L’imprenditore Sergio Orsi, fratello di Michele, ucciso dalla camorra, in passato affiliato del clan dei Casalesi ed ora collaboratore di giustizia, ha dichiarato di aver consegnato, attraverso un intermediario, 25mila euro all’ex senatore del Pd Lorenzo Diana, per ottenere “una copertura istituzionale” garantita dal fatto che il parlamentare era “il soggetto politico di riferimento sul fronte antimafia”.
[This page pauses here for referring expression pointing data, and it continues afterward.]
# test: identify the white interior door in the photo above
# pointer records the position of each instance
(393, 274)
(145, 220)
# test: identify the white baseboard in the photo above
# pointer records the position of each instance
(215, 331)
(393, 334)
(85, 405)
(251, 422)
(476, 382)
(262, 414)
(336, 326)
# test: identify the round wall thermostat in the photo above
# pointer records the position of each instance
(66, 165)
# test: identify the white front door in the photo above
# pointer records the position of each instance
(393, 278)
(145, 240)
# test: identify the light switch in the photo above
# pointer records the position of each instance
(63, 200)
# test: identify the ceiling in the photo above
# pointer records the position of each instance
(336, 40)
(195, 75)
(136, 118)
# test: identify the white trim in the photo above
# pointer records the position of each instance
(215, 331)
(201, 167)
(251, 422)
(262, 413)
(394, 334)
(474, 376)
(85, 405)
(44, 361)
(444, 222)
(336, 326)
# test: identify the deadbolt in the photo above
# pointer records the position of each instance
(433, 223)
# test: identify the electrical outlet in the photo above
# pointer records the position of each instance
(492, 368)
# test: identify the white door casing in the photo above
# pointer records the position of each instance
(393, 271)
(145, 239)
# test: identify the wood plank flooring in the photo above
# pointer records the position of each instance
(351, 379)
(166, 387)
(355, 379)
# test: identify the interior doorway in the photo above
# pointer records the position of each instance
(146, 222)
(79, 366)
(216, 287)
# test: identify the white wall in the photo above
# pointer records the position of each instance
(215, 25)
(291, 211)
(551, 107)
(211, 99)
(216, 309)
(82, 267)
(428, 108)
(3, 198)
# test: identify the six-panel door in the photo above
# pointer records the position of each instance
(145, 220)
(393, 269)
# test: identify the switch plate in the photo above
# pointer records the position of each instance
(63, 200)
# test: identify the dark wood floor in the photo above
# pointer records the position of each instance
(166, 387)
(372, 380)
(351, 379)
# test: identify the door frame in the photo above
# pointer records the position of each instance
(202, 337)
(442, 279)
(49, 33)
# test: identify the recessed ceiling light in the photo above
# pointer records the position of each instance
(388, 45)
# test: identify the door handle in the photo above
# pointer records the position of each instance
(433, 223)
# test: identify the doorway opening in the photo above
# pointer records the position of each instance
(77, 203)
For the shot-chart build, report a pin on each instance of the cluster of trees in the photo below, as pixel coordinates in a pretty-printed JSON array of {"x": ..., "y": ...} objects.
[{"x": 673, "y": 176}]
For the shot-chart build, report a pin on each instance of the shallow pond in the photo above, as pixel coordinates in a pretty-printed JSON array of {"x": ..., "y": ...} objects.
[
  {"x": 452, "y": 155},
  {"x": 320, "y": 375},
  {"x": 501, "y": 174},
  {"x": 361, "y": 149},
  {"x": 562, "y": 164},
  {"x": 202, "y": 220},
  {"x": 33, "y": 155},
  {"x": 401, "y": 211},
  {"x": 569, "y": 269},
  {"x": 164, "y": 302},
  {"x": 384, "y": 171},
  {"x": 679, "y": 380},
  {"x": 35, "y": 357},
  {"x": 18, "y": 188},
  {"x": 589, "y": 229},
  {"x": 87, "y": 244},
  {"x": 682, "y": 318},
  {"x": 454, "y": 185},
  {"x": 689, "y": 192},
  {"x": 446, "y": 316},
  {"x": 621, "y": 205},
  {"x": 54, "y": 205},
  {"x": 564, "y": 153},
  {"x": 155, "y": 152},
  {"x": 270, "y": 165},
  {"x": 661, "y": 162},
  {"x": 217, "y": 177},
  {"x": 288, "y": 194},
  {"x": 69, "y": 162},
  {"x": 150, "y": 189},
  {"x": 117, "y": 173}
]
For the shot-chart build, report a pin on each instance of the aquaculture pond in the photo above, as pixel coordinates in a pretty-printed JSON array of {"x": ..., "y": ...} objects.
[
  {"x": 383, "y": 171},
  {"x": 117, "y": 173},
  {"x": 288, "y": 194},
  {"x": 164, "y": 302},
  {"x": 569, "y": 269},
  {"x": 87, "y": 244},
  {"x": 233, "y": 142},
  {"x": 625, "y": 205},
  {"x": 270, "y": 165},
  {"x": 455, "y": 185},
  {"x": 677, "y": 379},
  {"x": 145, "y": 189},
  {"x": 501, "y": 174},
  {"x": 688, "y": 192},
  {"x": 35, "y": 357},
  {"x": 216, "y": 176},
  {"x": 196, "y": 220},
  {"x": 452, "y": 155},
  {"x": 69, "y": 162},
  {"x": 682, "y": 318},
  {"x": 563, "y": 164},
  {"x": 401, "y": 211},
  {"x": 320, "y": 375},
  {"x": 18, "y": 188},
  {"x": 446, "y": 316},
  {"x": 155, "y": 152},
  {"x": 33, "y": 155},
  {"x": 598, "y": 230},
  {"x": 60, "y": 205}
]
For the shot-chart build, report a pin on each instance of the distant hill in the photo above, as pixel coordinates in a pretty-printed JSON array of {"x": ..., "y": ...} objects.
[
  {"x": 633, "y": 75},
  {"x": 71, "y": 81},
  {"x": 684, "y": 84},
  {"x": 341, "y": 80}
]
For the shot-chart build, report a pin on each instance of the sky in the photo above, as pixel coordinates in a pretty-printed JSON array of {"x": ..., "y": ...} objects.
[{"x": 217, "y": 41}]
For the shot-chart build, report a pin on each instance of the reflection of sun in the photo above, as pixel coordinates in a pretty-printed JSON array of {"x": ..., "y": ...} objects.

Diana, che risulta indagato per concorso esterno in associazione mafiosa, ha replicato con queste parole: “Io ed il mio avvocato abbiamo completato il lavoro di preparazione della querela per calunnia a Sergio Orsi, l’uomo del clan casalese negli affari dei rifiuti, arrestato di nuovo a marzo scorso anche con accuse mie. Orsi ha dichiarato che trovandosi al bar, avrebbe chiesto ad un passante per caso di portarmi una bustarella per le elezioni regionali del 2005 in cambio di aiuto in prefettura per la certificazione antimafia. Come avrebbe potuto visto che si è dichiarato socio in affari di Cosentino, chiedere aiuto in prefettura a me, esponente di opposizione”.